Published: Sunday, April 1, 2012

Updated: Sunday, April 1, 2012 16:04

patrick antle

Courtesy Patrick Antle

 

Patrick Antle became the first ever Tufts Graduate School of Arts and Sciences student crowned Jeopardy! champion this past Tuesday.

Of the 40,000 people who apply online, 4,000 who audition in person and 400 who ultimately compete on Jeopardy!, Antle became part of the elite 100 contestants crowned champions each year, joining the likes of Ken Jennings, David Madden and Brad Rutter.

When asked about the moment he won, Antle described the surreal experience.

“Six weeks of studying constantly just for this one little game show. It worked. I got lucky enough to be on top for that one question,” Antle said. “It was just complete shock. I looked up at my family in the crowd and they were going crazy and cheering.”

During the game, Antle was doubtful that he would win.

“I thought I had no chance of winning,” he said. “I was perfectly happen to take my second-place $2,000 and go home. When the camera panned across I had a smile on my face — if you’re going to go out you might as well go out with a smile.”

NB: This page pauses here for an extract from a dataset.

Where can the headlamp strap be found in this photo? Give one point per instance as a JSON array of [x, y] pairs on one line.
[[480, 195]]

Instead, he took home $22,800 as the day’s champion.

After winning the first game, Antle had just 10 minutes to change clothes and walk back on for the next edition, which aired last night. Antle lost his second game, coming in third and taking home an additional $1,000.

“All that leftover adrenaline got me through the first round, but in the second half my timing was off and there were things I didn’t know,” Antle said. “Had I gotten the ‘Daily Double,’ I would have had an insurmountable lead. Slowly but surely, my competitors caught up to me.”

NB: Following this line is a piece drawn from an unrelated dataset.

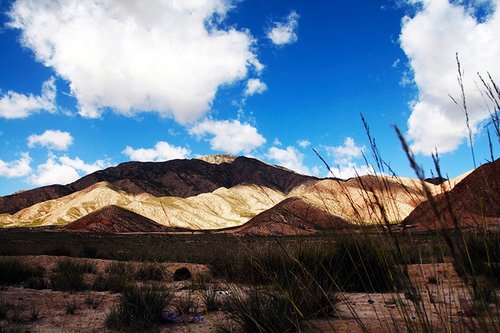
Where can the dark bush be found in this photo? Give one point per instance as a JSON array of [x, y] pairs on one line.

Antle was ultimately overtaken in the Final Jeopardy round, where the clue told contestants to identify a famous figure’s autobiography. He guessed Desmond Tutu – and risked nearly his entire total on that answer – before discovering that the correct response was Mahatma Gandhi.

Still, he returned to Tufts with $23,800 and a spot in the university’s history books, an impressive haul for an hour on the Jeopardy! stage.